= Franciscan Sisters of Our Lady of Perpetual Help =

The Franciscan Sisters of Our Lady of Perpetual Help is a Roman Catholic religious congregation for women. They strive to be prayerful women of faith, prophetic vision and courage. In the words of one of the foundresses, Mother Ernestine Matz, "There is no place too far, no service too humble, and no person too lowly."

Currently, the congregational headquarters is in Kirkwood, Missouri. As of 2014, 93 religious sisters minister in fourteen dioceses in 10 states in the fields of education, healthcare, social services, and parish ministry.

== History ==
Congregation was founded in St. Louis, Missouri on 29 May 1901, by three members of the Franciscan Sisters of Mary Immaculate of Joliet, Illinois: Sister Solana Leczna, Sister Ernestine Matz, and Sister Hilaria Matz. Responding to the needs of the immigrants for Polish-speaking Sisters, these three separated from the Joliet Franciscans to remain at St. Stanislaus Kostka in St. Louis, a parish consisting of 2,300 parishioners with over 600 children in the school.

In the early twentieth century, the vision of the Sisters broadened beyond only Polish-speaking parishes to include staffing other schools in predominantly rural parishes in Missouri and Illinois. In 1906, Mother Solana signed a court document giving the Sisterhood an official title the Polish Franciscan School Sisters of St. Louis. The congregation was known by that name for over twenty years.

From 1907 to 1957, the Sisters' central headquarters was the Motherhouse at 3419 Gasconade Street in South St. Louis. Additions were made to accommodate the growing needs of a number of sisters.
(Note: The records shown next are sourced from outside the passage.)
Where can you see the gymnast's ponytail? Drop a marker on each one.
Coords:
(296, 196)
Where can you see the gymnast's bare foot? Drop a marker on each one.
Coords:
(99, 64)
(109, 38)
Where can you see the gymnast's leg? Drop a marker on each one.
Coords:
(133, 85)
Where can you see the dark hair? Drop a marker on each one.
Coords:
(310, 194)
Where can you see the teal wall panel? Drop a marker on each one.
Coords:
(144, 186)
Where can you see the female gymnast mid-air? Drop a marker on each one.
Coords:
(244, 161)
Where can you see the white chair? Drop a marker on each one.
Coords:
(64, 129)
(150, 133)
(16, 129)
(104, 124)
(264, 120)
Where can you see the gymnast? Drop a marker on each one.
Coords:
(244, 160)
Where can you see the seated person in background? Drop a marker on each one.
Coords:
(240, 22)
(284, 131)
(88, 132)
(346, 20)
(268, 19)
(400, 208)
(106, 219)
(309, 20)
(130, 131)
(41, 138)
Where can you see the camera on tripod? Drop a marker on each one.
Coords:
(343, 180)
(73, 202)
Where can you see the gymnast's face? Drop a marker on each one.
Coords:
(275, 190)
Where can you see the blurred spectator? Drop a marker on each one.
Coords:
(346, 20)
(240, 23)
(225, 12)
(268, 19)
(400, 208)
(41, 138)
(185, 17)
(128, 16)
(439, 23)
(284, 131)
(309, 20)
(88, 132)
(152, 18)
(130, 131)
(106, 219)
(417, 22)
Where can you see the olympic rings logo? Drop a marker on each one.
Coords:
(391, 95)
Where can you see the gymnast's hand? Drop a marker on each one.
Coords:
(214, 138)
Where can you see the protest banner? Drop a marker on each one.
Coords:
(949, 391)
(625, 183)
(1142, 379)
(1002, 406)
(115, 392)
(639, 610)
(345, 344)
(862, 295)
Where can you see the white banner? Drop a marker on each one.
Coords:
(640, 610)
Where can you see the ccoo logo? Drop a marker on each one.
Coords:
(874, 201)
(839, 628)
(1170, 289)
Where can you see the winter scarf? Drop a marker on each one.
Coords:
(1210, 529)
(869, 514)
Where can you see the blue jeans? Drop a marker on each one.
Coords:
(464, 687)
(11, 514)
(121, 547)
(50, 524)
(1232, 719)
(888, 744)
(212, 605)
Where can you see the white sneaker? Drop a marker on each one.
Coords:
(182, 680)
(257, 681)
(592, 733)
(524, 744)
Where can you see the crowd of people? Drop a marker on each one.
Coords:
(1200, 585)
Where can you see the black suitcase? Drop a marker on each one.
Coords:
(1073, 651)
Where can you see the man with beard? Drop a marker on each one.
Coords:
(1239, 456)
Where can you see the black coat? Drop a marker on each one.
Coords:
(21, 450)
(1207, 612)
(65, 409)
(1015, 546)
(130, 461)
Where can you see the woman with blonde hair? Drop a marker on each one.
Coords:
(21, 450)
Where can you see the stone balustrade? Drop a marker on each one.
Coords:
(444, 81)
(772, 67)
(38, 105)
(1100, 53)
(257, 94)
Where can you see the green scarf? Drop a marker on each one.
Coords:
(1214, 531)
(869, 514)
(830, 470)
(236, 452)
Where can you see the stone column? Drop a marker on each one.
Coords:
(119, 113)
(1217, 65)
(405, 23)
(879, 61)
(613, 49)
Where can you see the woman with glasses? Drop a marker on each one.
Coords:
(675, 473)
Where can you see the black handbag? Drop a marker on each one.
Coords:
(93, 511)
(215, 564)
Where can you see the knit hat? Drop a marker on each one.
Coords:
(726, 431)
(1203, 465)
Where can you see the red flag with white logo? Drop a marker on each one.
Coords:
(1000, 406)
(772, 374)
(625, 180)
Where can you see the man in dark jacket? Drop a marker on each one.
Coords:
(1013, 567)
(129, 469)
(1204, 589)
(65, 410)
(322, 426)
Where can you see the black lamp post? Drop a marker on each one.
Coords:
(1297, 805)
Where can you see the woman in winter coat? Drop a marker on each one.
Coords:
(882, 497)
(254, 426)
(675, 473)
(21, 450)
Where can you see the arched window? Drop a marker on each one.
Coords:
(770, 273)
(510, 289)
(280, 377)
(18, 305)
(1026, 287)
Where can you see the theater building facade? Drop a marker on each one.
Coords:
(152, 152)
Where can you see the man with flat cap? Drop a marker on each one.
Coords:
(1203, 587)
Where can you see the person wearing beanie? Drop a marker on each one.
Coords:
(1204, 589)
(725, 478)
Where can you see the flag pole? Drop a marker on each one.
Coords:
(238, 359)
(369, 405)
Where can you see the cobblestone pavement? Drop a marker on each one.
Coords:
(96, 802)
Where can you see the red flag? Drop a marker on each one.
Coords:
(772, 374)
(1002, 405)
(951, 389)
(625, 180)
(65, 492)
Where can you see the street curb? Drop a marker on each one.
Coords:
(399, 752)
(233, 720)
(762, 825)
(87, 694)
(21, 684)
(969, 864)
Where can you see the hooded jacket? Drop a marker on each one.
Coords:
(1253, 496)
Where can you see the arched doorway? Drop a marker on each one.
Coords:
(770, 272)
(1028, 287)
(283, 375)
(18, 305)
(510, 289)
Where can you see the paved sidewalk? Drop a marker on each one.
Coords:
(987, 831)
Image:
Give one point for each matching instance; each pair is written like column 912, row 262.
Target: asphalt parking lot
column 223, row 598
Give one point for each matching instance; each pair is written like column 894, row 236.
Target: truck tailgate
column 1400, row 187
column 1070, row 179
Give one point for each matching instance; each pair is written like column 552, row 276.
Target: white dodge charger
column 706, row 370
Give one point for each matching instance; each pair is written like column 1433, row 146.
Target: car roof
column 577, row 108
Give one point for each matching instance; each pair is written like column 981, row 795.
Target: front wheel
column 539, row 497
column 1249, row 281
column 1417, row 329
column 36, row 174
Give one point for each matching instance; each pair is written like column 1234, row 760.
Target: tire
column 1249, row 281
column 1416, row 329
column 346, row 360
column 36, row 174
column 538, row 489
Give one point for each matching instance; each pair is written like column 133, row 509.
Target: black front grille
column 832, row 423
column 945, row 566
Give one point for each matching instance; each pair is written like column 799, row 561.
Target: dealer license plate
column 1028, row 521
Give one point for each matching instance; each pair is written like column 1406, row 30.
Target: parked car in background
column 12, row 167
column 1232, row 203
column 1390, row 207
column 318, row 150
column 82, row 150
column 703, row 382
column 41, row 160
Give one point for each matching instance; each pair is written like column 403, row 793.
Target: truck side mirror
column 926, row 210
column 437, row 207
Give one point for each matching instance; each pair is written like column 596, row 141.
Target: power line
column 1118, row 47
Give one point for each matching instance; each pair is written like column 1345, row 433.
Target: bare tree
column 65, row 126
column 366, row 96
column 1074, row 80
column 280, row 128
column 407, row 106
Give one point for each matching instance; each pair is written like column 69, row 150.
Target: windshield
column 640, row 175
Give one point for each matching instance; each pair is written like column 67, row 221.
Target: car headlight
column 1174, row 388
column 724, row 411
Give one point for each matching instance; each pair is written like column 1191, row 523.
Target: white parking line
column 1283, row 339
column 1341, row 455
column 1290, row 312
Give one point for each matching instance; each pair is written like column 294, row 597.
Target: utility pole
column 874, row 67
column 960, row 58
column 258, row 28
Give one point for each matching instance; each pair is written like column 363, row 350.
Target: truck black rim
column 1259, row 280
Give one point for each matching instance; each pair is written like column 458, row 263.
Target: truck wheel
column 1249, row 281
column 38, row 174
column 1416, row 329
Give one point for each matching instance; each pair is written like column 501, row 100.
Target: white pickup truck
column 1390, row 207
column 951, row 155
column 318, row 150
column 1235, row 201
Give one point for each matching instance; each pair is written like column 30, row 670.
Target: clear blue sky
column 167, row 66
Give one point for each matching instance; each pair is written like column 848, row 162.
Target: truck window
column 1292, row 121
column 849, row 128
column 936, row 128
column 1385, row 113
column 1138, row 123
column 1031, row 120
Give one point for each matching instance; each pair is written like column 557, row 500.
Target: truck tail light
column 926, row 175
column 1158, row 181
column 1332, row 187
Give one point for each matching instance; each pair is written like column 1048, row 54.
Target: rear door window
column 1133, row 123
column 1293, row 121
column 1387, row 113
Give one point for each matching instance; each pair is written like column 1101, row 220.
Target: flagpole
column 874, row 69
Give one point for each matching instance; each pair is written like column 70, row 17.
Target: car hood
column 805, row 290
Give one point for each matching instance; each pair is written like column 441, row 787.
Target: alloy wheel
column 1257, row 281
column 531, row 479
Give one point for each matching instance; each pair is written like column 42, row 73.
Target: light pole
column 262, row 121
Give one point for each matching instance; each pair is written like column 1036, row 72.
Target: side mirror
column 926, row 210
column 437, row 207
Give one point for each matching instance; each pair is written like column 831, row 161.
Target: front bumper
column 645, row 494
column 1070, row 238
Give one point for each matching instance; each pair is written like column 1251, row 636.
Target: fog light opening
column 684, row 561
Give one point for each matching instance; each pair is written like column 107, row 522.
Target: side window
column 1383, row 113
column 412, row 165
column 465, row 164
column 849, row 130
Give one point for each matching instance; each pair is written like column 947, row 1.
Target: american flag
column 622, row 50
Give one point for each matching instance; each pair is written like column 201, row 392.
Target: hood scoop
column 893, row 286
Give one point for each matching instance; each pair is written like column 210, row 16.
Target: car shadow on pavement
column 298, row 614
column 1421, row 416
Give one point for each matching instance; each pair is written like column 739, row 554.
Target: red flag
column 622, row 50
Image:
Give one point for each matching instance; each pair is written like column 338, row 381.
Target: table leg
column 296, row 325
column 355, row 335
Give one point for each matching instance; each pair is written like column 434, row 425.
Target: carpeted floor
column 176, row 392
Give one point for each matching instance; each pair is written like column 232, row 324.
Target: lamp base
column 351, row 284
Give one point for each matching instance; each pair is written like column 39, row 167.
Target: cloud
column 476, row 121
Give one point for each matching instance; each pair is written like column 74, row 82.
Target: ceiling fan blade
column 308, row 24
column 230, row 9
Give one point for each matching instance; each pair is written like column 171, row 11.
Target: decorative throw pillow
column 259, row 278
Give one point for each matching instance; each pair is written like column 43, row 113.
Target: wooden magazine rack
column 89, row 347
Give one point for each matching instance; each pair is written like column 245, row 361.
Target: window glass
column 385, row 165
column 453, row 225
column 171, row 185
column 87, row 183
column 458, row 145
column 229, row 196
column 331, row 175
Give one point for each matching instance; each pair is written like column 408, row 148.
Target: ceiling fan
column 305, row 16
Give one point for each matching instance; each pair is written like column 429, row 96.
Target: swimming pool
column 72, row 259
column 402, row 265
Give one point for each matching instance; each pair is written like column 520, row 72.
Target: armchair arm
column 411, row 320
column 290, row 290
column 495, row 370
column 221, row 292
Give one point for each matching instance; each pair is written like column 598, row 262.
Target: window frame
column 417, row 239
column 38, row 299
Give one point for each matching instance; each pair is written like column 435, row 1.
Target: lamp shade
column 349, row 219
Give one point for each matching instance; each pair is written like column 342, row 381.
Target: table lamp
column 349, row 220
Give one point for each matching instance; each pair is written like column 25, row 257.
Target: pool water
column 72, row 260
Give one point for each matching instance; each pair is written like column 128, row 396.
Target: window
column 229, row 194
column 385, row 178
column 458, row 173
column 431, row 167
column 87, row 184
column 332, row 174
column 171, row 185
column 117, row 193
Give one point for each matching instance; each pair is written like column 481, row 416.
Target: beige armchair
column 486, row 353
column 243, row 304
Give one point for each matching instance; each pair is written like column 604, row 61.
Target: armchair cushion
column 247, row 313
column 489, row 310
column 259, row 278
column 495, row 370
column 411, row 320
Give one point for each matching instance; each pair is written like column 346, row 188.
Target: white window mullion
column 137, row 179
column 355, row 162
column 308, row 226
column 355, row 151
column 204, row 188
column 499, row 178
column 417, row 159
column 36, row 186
During those 50 years, the ministry expanded to include schools in all parts of the country.

By the early 1940s the Sisters ministered in elementary and secondary schools in Louisiana and New Mexico working with African American and Hispanic students, and teaching, counseling and social work with the impoverished families at the Catholic Indian Center in Gallup, New Mexico.

The initial apostolate of education was expanded in 1953 to include work in the health care ministry with the acquisition of hospitals in Green Springs, Ohio, and Humboldt, Tennessee.

In the early 1960s, the Sisters responded to an invitation from the Bishop of Thailand to teach English and provide religious instruction to children. The Sisters taught at the Star of the Sea (School for Girls), the Congregation's first "foreign mission" in Phuket, Thailand for seven years.

In the 1990s, escalating retirement needs and costs, and the expansion of the airport influenced major decisions for the Sisters. Bound by a common heart rather than a common place or work, and in the poverty of spirit for the sake of mission, the Sisters divested of the Motherhouse and property in Ferguson. They built administrative offices in Kirkwood, Missouri, and the sisters moved into apartments, convents and homes, allowing the Sisters to live and work among God's people.

==Tau Center==
The Tau Center in Kirkwood is the administrative office of the congregation, which has adopted care of the earth as a modern core function of their ministry, working through education, collaboration, and advocacy. Under the Franciscans for Earth Program, the center, built in 1998, incorporates a number of "green" initiatives. To further their commitment to ecological stewardship they host Earth Events, including a 2015 Fall-Winter Eco-film Series.